Electrostatics refitting plan for Rosemary

[NOTE] Dummy plan to kick off discussion

  1. Use openff-recharge to refit BCC’s and virtual site charges to a set of small molecules.

    1. Should be whatever data set Simon has prepared that is represented in QM Archive. More molecules might need to be added.

      1. The list of molecules is here: (insert location where stored)

    2. Underlying charge model is ELF10

      1. Potentially graph charges fit to ELF10, will depend on progress of graph charges.

    3. The BCC’s selected (other than virtual ites )will be the the original Bayly BCCs, no effort to come up with new BCC’s for now.

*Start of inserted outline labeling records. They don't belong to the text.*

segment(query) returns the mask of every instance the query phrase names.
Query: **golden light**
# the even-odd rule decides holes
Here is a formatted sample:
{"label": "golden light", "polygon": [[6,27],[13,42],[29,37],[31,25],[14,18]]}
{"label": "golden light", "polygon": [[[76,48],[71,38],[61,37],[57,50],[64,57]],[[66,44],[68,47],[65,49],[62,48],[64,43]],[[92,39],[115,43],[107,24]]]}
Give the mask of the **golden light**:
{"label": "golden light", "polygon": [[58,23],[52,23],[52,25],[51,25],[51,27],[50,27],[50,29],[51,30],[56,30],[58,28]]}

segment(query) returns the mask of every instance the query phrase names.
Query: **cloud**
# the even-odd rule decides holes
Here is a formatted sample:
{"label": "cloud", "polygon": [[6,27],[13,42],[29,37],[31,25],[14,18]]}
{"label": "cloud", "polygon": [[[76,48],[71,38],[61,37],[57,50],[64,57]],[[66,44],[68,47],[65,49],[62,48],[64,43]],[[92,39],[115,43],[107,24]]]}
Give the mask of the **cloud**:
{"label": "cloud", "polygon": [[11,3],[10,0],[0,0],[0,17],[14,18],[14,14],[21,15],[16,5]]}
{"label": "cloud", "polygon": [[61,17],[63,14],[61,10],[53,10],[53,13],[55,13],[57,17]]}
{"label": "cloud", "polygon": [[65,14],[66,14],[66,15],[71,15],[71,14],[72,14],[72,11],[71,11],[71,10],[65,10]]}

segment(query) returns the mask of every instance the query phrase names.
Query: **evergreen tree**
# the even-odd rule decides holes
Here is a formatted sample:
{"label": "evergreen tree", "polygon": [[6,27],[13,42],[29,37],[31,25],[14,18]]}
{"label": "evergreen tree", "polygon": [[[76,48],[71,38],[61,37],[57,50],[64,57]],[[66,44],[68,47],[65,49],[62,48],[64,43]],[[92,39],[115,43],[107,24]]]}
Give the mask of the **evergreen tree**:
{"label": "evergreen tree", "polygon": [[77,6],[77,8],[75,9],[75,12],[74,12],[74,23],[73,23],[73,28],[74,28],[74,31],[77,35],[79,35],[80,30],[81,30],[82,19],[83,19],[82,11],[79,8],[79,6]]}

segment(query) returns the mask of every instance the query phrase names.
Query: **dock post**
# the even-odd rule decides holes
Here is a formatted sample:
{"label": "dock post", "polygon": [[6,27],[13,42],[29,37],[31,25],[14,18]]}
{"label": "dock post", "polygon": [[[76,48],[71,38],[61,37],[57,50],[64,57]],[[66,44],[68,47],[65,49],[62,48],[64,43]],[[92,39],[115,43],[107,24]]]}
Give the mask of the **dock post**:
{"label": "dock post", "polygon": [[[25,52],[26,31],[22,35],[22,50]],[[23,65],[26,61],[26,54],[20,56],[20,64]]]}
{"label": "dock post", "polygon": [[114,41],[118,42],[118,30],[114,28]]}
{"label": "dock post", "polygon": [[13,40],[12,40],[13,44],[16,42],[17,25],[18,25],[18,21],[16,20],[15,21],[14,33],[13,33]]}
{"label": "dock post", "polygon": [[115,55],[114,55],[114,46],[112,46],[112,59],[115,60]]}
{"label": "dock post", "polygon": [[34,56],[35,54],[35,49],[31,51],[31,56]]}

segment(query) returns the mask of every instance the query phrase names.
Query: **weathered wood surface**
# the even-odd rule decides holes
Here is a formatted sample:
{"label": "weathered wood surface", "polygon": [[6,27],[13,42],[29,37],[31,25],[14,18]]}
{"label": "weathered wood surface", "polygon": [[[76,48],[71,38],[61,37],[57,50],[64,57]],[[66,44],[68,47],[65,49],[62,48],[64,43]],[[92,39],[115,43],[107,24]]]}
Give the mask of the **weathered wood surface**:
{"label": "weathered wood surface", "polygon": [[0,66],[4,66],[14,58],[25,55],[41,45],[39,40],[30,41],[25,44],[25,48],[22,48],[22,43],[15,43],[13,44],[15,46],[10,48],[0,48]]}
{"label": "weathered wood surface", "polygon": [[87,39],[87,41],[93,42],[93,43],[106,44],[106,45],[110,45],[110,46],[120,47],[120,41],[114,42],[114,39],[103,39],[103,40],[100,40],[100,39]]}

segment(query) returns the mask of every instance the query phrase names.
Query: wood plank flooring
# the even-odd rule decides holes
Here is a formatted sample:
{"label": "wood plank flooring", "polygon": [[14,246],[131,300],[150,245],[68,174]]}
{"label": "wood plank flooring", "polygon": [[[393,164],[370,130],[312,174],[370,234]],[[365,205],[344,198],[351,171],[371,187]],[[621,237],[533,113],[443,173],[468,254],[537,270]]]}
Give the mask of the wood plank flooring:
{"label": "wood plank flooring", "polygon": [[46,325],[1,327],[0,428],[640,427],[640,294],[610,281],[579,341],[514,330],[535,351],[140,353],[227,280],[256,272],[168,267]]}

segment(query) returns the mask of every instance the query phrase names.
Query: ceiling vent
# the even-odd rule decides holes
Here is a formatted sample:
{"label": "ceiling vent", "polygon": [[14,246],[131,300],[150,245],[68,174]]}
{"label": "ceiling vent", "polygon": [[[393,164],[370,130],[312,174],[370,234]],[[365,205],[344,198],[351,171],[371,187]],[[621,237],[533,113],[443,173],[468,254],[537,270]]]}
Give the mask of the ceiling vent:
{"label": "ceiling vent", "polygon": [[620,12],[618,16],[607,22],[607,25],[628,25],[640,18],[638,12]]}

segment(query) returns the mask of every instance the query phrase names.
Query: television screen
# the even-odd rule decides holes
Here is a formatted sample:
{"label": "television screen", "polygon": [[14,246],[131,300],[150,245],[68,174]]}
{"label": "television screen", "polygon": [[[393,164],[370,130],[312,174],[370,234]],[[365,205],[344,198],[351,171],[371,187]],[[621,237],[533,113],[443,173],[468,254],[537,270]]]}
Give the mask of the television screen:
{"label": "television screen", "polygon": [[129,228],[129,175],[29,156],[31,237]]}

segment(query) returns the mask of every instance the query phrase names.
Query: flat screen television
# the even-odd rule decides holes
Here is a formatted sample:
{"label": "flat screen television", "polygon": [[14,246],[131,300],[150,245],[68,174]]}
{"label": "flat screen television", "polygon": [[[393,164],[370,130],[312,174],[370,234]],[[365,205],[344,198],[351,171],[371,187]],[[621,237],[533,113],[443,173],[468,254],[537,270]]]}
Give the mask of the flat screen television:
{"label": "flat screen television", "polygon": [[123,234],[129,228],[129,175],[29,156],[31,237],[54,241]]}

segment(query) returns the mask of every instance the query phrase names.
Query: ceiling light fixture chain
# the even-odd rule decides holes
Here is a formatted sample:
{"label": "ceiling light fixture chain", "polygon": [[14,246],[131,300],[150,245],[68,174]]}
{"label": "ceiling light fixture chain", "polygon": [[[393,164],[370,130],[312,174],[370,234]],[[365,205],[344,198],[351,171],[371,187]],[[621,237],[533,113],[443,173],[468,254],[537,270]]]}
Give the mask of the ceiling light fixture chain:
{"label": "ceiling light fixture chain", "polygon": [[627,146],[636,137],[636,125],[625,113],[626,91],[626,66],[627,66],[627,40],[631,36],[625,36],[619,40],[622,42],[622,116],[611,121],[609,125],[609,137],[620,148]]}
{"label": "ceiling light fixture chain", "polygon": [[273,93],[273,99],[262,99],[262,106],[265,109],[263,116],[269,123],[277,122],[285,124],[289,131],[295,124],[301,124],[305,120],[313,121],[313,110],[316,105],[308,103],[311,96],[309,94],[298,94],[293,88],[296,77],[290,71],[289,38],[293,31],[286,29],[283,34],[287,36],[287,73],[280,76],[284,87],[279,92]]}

      1. These are already converted to SMIRKS format.

    4. Use gradient descent to fit (ESP or electric field? Which is best, based on @Simon Boothroyd's work so far).

      1. Gradient descent rather than least squares, in order to change the virtual geometries (within constraints of the virtual type, i.e. halogen sides stay on the bond, but can change distance along the bond)

      2. numpy or pyro?

      3. Data should be relatively constraining, so suggest no regularization.

    5. Which atomic environments have virtual sites will be selected using Cole lab analysis (10.26434/chemrxiv-2021-hsf8l, https://pubs.acs.org/doi/10.1021/acs.jcim.8b00767), with a pass from industry partners.

      1. for halogens, one site.

      2. lone pair virtual sites for oxygen, nitrogen, sulfur (1 or 2, depending on hybridization (Check with Cole group to verify))

      3. There should be some measure of the performance hit upon introducing virtual sites, which should be small but noticeable (up to 10%?)

      4. Will need to verify that toolkit can handle outputs to GROMACS, AMBER and CHARMM before release and all are defined according to SMIRNOFF spec.

  2. Perform optimizations of the BCCs and virtual site magnitudes, co-optimizing with LJ terms, using Force Balance to fit condensed phase fluid properties, the same ones used for the Sage refit.

    1. Could potentially optimize virtual site geometries with ForceBalance, but likely to involve some weird redundancies and nonlinearities; thus safer to only reoptimize variables that are the same type/magnitude.

    2. Should consider some weak regularization to avoid having the BCC’s change too much from the ones determine during electrostatic fit.

    3. Could consider using Owen’s surrogate modeling instead of ForceBalance, which appears to be doing better, but almost certainly probably better to leave that to Thyme, as there is too much scaling to larger data sets to do.